All Products
Search
Document Center

OpenSearch:Custom text analyzers

Last Updated:Mar 06, 2023

Overview

Analysis is a basic but important feature of search engines. Analysis results directly affect search performance. The meaning of a phrase varies with different business scenarios and contexts. Therefore, the expected analysis results change based on diversified business scenarios. In addition to basic analyzers that apply to all industries, OpenSearch provides industry-specific analyzers, such as the analyzer for text from the E-commerce industry.

To meet diversified business requirements, OpenSearch allows you to create a custom analyzer by using a built-in analyzer and intervention entries. You can select analyzers when you configure index fields for an application. This way, OpenSearch can adjust the process of analysis during indexing and searches to ensure that search results meet your expectations.

Intervention entries

You can manage intervention entries by using the secondary analysis feature.

If you enable secondary analysis, the text in the results of the original custom analyzer is segmented again. If you disable secondary analysis, the results of the original custom analyzer are retained.

For example, the entry is "开放搜索" and the general analyzer for Chinese text is used. The following figure shows the results with secondary analysis enabled.

image

The following figure shows the results with secondary analysis disabled.

image

Usage notes

  • The entries in a custom analyzer are composed of all entries for the specified analyzer type and entries manually added to the analyzer. The manually added entries have a higher priority than the entries for the specified analyzer type.

  • Up to 20 custom analyzers can be created in the new OpenSearch console.

  • A custom analyzer can contain up to 1,000 intervention entries.

  • The key of each entry cannot exceed 10 characters in length, and the value of each entry cannot exceed 32 characters in length. Each character can be a Chinese character or a letter.

  • The key and value of an entry cannot contain uppercase letters, full-width characters, or Chinese punctuation marks.

  • The key and value of an intervention entry for semantic-based analysis must be the same after spaces in the value are removed. Sample entries:

    The key is "不正确的词条", and the value is "错误 的 词条".
    The key is "正确的词条", and the value is "正确 的 词条".

    The first entry is invalid because the key is not the same as the value after spaces are removed.

  • The key of an entry cannot contain spaces. Sample entries:

    The key is "不正确 词条", and the value is "不 正确 词条".
    The key is "正确词条", and the value is "正确 词条".

    The first entry is invalid because the key contains spaces.

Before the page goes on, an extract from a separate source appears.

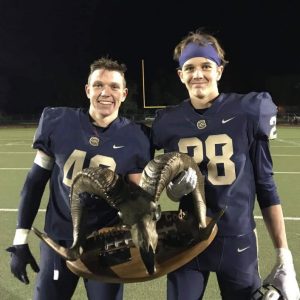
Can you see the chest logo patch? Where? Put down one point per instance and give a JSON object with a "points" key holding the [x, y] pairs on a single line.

  • The key of an entry cannot be part of the value of another entry in the same intervention dictionary. Sample entries:

    The key is "自定义分词器", and the value is "自定义 分词器".
    The key is 分词器.
    The key is 分词.

    The second entry is invalid because its key "分词器" is part of the value of the first entry. The third entry is valid.

Create and use a custom analyzer

Process

1. Create a custom analyzer. 2. Modify the offline version of an application. 3. Perform reindexing. 4. Use the custom analyzer.

Procedure

1. Log on to the OpenSearch console. In the left-side navigation pane, choose Search Algorithm Center > Retrieval Configuration. On the Basic Configuration page, click Analyzer Management in the left-side pane. On the Analyzer Management page, click Create on the Text Analyzer tab.

image

2. In the Create Analyzer panel, enter an analyzer name, select an analyzer type, select an analyzer, and then click Save.

image

3. On the Text Analyzer tab, find the created custom analyzer and click Manage Entries in the Actions column. On the Manage Entries page, click Add. In the Add Intervention Entries panel, configure the Search Query and Analysis Results parameters, and turn on Secondary Analysis. In this example, the phrase "糯米" is used.

image

Note: Separate terms with spaces. Example: The key is "糯米", and the value is "糯 米".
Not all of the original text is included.